Launched out of bayou grande planning to prospect for some state water snapper holes in prep for the fall state water season followed by a run out by the edge to look to see if there was anything legal to catch. Lol 

After stopping by the bait boat for some cigar minnows I Poked around inside nine miles for awhile and then headed south. 

The scamp were out there and hungry. I was by myself due to normal crew members being sick etc but I managed a limit of nice scamp. The scamp were in 200 ft of water and preferred love cigar minnows. I was running two poles one for big grouper 130 lb class outfit and the other smaller outfit for scamp. Had something break my 130lb class rod and then get back down to the rocks and break the leader off. Suspect a large shark, AJ or grouper would love to have seen him. 

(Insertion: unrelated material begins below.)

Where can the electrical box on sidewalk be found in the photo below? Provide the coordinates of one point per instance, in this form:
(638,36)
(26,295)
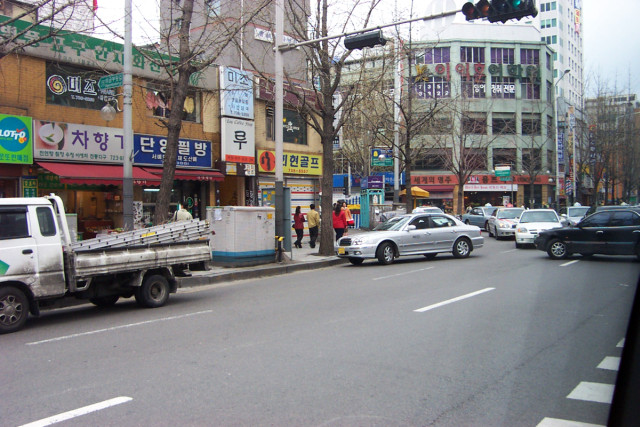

It was a good time but hot. Good luck if you go!


----------



## markw4321 (Oct 4, 2007)




----------



## Specktackler357 (Jun 28, 2016)

Awesome.


----------



## WhyMe (Apr 21, 2013)

Damn on the rod breaking, but nice on the scamp.
Whyme


----------



## JoeyWelch (Sep 25, 2009)

Nice scamps Mark.


----------



## stc1993 (Nov 23, 2014)

Sorry about the rod getting broke. At least you caught something good to eat.


----------



## speckledcroaker (Mar 23, 2012)

Wirelessly posted

Been wanting to head deep, best set Im running right now is a maxell with 100# test on a 5'6" standup should get the job done


----------



## bcahn (Jan 10, 2013)

Big fish story with evidence too, that sucks about the rod. Great catch of fish though!


----------



## amarcafina (Aug 24, 2008)

I'm going that all there is to it !!!!


----------